A study, published in the journal Applied and Environmental Microbiology, examined 36 menís and womenís bathrooms at the University of Connecticut School of Medicine.
The researchers were searching for a strain of bacteria typically found in laboratory environments called Bacillus subtilis or PS533, which is harmless to humans, according to Newsweek.
The researchers tested for bacteria on plates held up to hand dryer air for 30 seconds and found that each plate held 18 to 60 colonies of bacteria per plate afterwards.

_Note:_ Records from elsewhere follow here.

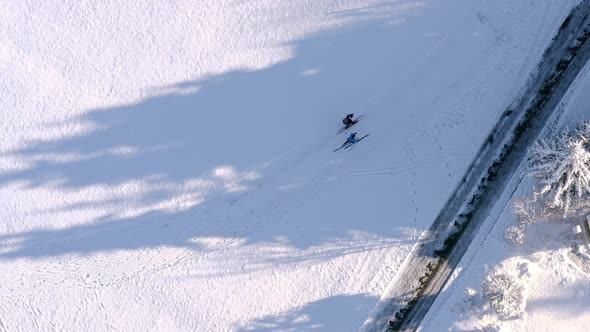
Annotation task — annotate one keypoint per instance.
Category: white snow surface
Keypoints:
(555, 260)
(168, 166)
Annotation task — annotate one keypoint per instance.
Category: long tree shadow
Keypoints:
(201, 138)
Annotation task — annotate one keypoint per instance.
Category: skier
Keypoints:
(348, 121)
(350, 140)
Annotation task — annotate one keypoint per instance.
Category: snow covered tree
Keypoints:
(506, 293)
(561, 164)
(515, 235)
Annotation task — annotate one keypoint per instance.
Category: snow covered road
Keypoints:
(429, 267)
(169, 166)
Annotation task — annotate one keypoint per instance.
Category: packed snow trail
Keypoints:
(434, 258)
(137, 184)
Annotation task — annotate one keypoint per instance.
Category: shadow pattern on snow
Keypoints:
(176, 143)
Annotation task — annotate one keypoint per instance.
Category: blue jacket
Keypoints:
(351, 138)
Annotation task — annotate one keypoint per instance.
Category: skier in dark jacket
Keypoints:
(348, 121)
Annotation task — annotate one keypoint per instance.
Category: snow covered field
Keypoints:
(169, 166)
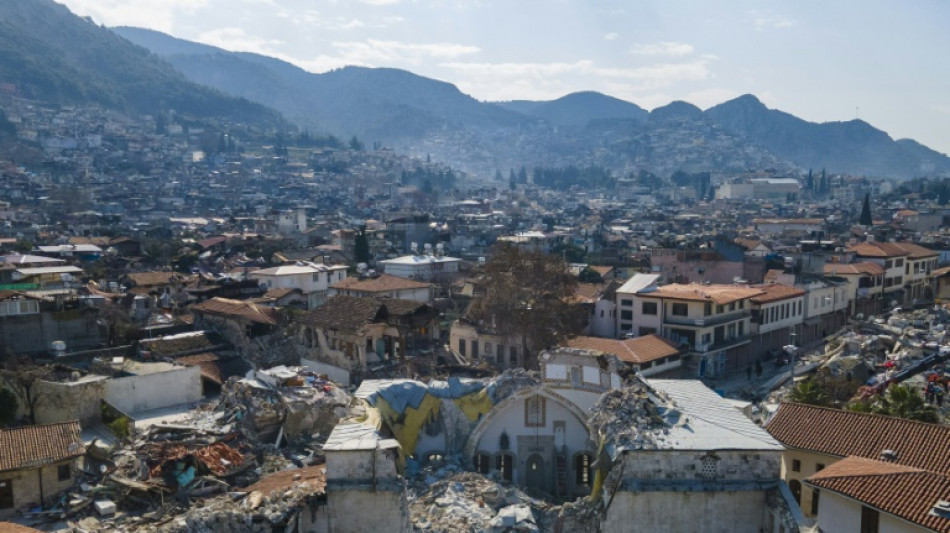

Not only did the team find PS5333 in each bathroom, they found evidence of other forms of bacteria that could be harmful to humans.
"Bacteria in bathrooms will come from feces, which can be aerosolized a bit when toilets, especially lidless toilets, are flushed," Setlow told Newsweek, adding that people move in and out the bathroom constantly and the germs they carry with them can add to the bathroom environment.
Fitting a dryer with high-efficiency particulate air, or HEPA, filter reduced the amount bacteria by about 75 percent, the researchers found.
However, the study concluded that there is less information on what specific kinds of bacteria are dispersed by the dryers. Researchers were also unsure if the bacteria comes from a "reservoir" in the dryer or if they just suck in and blow around a lot of contaminated air.
"The more air ya move? The more bacteria stick," Setlow told Business Insider . "And there are a lot of bacteria in bathrooms."
Setlow told Newsweek that after the study was over, he stopped using dryers. The University of Connecticut School of Medicine stocked its bathrooms with paper towels as well.